Unabhängigkeitsbewegung seit den 80er-Jahren
Die neukaledonische Unabhängigkeitsbewegung gibt es seit den 80er-Jahren. Von häufigen Unruhen begleitet, erreichte sie 1988 ihren Höhepunkt, als Separatisten 27 Polizisten und einen Richter als Geiseln nahmen - bei deren Befreiung durch französische Spezialkräfte starben 19 Kanaken und zwei Soldaten. Fortan wurde den Kanaken größere Autonomie zugebilligt und ein Referendum über die völlige Unabhängigkeit von Frankreich in Aussicht gestellt. Doch die Abstimmung wurde immer wieder verschoben, was zeitweise bürgerkriegsähnliche Zustände hervorrief. Erst jetzt, 30 Jahre später, findet das Referendum tatsächlich statt. Die französische Regierung zeigt sich neutral, will jedes Abstimmungsergebnis anerkennen. Anfang Mai besuchte Staatspräsident Emmanuel Macron Neukaledonien, nahm an einer Gedenkzeremonie für die Toten jener Geiselnahme von 1988 teil - legte aber entgegen der Gepflogenheiten und Erwartungen keinen Kranz nieder. In seiner Ansprache warb er dafür, am gegenwärtigen Status der Insel nichts zu ändern – sagte aber auch, er sei letztlich unparteiisch in der Sache.

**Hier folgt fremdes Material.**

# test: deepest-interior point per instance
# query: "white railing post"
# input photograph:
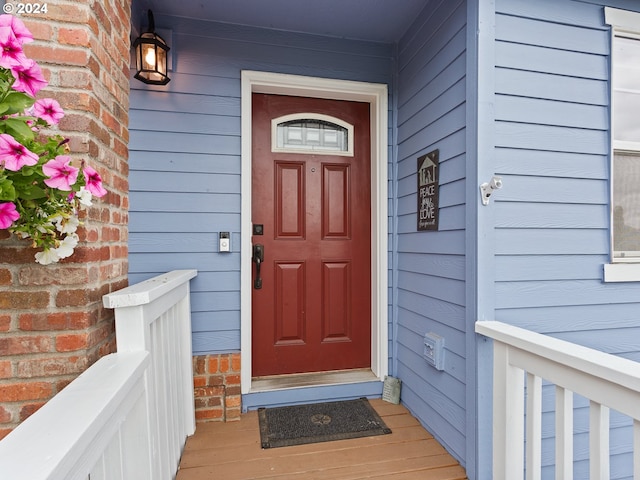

"Ich sage das nicht, um mich der Verantwortung zu entziehen, sondern weil es einfach nicht meine Verantwortung ist. Was ich Ihnen aber als Präsident der Republik mit reinem Herzen sagen kann, ist, dass Frankreich ohne Neukaledonien nicht mehr dasselbe Land wäre. Denn so wie Neukaledonien sich Frankreich immer zugehörig gefühlt hat, so war auch Frankreich hier immer präsent."
Die Aussichten für die Kanaken, am Sonntag tatsächlich die Unabhängigkeit ihrer Insel herbeizuführen, stehen eher schlecht. Umfragen zufolge sind mehr als 60 Prozent der Wahlberechtigten gegen eine Loslösung von Frankreich.